Two young women, a witch and a Catholic, clash with the Penitentes, a fanatical, Catholic secret society who enforce their own punishment for sin. Salia, a third-generation witch and half-breed living on the fringes of society with a cruel mother and selfish grandmother, befriends Marcelina, a doubting Catholic haunted by a centuries-old witch, La Llorona, who rises from the muddy Rio Grande. While Marcelina is torn between Catholicism and witchcraft allure, Salia has no desire to join the Sisterhood of the Black Rose, the covens created by La Llorona.
Belinda grew up in Albuquerque. The daughter of a seasonal carpenter and housewife, her family never had much money. Growing up, the only books her family ever owned were the A and B encyclopedias, and Webster’s Unabridged Dictionary, which she used as a stool to sit on. Thus, did she absorb an arsenal of words.
She was seven years old when a neighbor loaned her Tom Sawyer. The novel mesmerized her, and she spent her summer days, sitting under a tree, reading the book from cover to cover ten times, before surrendering it. She then badgered her brother to walk her several miles to the library and several miles back, so she could check out other books of spell-binding fiction. She was skinny and often hungry, but nothing could keep her from that library walk, and the pile of books she would carry back home.

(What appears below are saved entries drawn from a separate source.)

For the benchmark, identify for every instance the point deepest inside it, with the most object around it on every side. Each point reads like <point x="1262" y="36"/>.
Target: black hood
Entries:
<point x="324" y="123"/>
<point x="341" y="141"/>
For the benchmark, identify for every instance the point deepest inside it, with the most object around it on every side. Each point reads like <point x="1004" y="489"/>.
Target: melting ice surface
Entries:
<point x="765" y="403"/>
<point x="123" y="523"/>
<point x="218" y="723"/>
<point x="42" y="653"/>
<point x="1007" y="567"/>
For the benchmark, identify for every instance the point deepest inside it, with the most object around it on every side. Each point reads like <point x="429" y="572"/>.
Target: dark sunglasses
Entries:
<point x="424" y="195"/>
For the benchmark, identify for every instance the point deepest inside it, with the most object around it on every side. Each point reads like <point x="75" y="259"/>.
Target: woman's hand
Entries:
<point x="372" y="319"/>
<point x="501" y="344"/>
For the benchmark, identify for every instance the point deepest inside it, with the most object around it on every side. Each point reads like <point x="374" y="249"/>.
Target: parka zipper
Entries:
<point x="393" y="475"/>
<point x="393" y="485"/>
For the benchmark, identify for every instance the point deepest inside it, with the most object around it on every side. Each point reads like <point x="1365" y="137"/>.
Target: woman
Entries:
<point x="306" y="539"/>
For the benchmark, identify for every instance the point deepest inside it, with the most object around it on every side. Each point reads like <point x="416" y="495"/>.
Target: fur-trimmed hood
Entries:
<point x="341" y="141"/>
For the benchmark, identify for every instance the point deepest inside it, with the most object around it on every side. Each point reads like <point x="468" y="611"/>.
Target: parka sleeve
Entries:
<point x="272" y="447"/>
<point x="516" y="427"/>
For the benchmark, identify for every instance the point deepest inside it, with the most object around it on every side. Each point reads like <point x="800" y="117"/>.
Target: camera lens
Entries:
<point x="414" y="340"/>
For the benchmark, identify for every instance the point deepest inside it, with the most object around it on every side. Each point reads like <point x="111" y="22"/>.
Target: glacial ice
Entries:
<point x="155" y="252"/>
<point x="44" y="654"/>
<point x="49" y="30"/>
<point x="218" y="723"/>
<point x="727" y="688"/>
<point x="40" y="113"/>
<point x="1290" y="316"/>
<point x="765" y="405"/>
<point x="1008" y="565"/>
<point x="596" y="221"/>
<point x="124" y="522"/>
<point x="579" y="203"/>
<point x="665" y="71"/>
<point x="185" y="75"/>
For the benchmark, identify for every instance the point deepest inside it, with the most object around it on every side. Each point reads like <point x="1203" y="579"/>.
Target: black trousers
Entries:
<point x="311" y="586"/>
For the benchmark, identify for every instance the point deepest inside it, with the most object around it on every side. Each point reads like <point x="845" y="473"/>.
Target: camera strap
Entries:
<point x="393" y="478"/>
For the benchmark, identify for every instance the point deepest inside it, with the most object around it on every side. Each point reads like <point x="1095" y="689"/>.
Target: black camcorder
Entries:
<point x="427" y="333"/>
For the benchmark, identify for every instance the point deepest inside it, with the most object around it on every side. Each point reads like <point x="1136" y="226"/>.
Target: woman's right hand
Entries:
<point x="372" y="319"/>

Her father deserted the family when Belinda was twelve, and her mother died when she was sixteen. Still, she earned a Bachelor’s degree from the University of New Mexico with emphasis on Applied Mathematics.
As a child, her family often spoke of witches. They particularly told tales of the legendary, centuries-old witch, La Llorona, who fascinated Belinda. Thus, her inspiration is taken from the true tales of witchcraft she heard as a child, from a strong Native American influence in her youth, and through research. Her fictional work reaches beyond regional geography to entice anyone who enjoys the world of mysticism, and the power of sorcery, but with spice. Her vision is to fashion colorful and realistic characters, and create compelling worlds that speak of sorcerers, witches, spiritual journeys, human compassion, individual frailties, love, hate, and the importance of family. One of her goals is to deeply touch the emotions of her readers.
Before embarking on writing full time, she worked as a Software Engineer and Web Developer for Sandia National Laboratory. In her spare time, she honed her craft of writing fiction.